I simplify my graph before usage. I’m using python 3.7 and installed using conda.

Is there a way to get speed improvements? or somehow use the C version with python. BTW is the python or cython code for igraph multi-threaded?

As stated in the documentation,

Note that potentially there are exponentially many paths between two vertices of a graph, especially if your graph is lattice-like.

In other words, it is entirely expected that as the size of the graph increases, you will hit a performance wall. A faster implementation is not likely to help much for such problems. “Brute-force” approaches to speedup, such as faster computers or parallelization definitely would not help. It would only make make slightly larger graphs feasible.

I am not familiar with the specific implementation used in igraph, and how much better one can get. Perhaps better implementations are possible. My point is that since the number of results is exponentially large, no algorithm will be better than exponential—all of them will hit a performance wall at some graph size.


The Python interface of igraph exposes the function implemented in the C core. You are already using it.

Thank you for the reply I see and that does make quiet a bit of sense. I’m not an expert in graphs do you or does anyone (broadcasting request for any passer bys) know of a way to reduce my graph to make it more simpler.

In the documentation it says it may run out of memory when calculating get_all_simple_paths.

A decent idea might be to use tempfile to push the paths to disk then load back up at the end before returning them.

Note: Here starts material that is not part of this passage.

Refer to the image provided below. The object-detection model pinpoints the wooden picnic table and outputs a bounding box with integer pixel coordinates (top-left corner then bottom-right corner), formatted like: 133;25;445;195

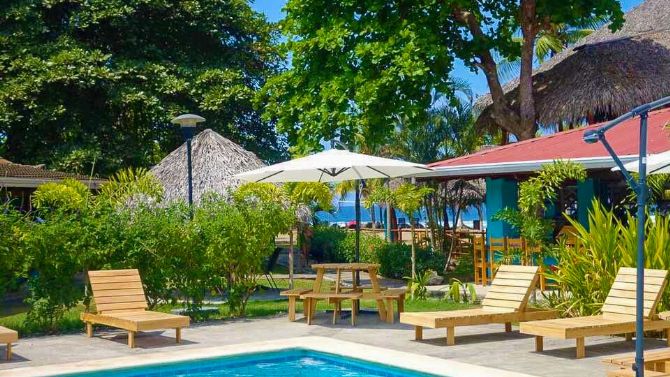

It’ll help to minimize peak memory usage.

just curious if I wished to make the function multi-threaded can someone provide any insight on that before I look into it

Hi Ravi,

Caching to disk, multicore etc. are all feasible but not interesting for most users, so we can’t easily spend our time on them.

By any means, if you need it and want to code a parallelized version, feel free to get started and ask questions along the way.